Unfortunately, we're also seeing the same type of problems as we did when "Agile" mutated from a well-defined set of principles to a trendy buzzword for flying by the seat of your pants. Namely, a lot of companies claiming to do it, but very few actually doing so successfully according to the principles. Sound familiar? Luckily, just as most of Kanban is lightweight, the test to verify whether you're doing it right is similarly lightweight:
Does your Kanban board have strict limits on how many tasks can be in each state, and do you adhere to them?
If you're not doing this, then just like those companies which weren't Agile, you're not Kanban. The whole point of the process is to prevent bottlenecks caused by a large number of tasks building up in any one place. You've got a ton of things sitting in the QA queue? Ease up on the new development and get some testing happening. There's a gigantic stack of items ready for dev? Stop adding features and start helping your development team get what's there done. Huge pile of tickets in the Done column? Release that code and get them off the board.

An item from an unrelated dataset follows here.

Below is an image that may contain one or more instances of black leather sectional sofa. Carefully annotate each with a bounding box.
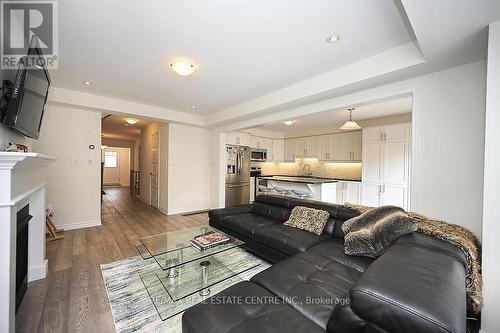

Kanban works when you maintain consistent flow across all activities. Think of it like a river; you don't want to overwhelm it at any point, but you don't want it to run dry anywhere either. Limits are the mechanism by which this happens. If you can only have three tasks in development and all of them are blocked, it's up to the team to go and resolve one of those blockers, rather than keep pulling new tasks until they exhaust the list of stories ready for development while not actually getting anything done. Your board is a constant reminder of this - the thing that tells you, "I can't push any more work here, those people are swamped and I need to help out" or, "we're running a bit dry, let's take on some more work".
If you don't do this, you don't get that steady stream of development; you get something closer to Waterfall. BAs concentrate on throwing as many things over the line as they can, developers focus on getting that pile of tasks over into QA, then ops are sitting around twiddling their thumbs because everything's backed up in the previous queues and there's nothing to deploy. (And I mention these functions separately, because this sort of pretend Kanban actively prevents cross-functional teams, by never giving anyone an incentive to help with anything outside whichever queue they're focused on.) At this point you may as well just write all your specifications up front, do all your development in a big block, then throw it over the wall for testing, because that's what people are trying to do when there are no limits to keep them agile.
Kanban is great - but like all of this, it's a process, and you need to learn how to do it right, otherwise it's not worth doing.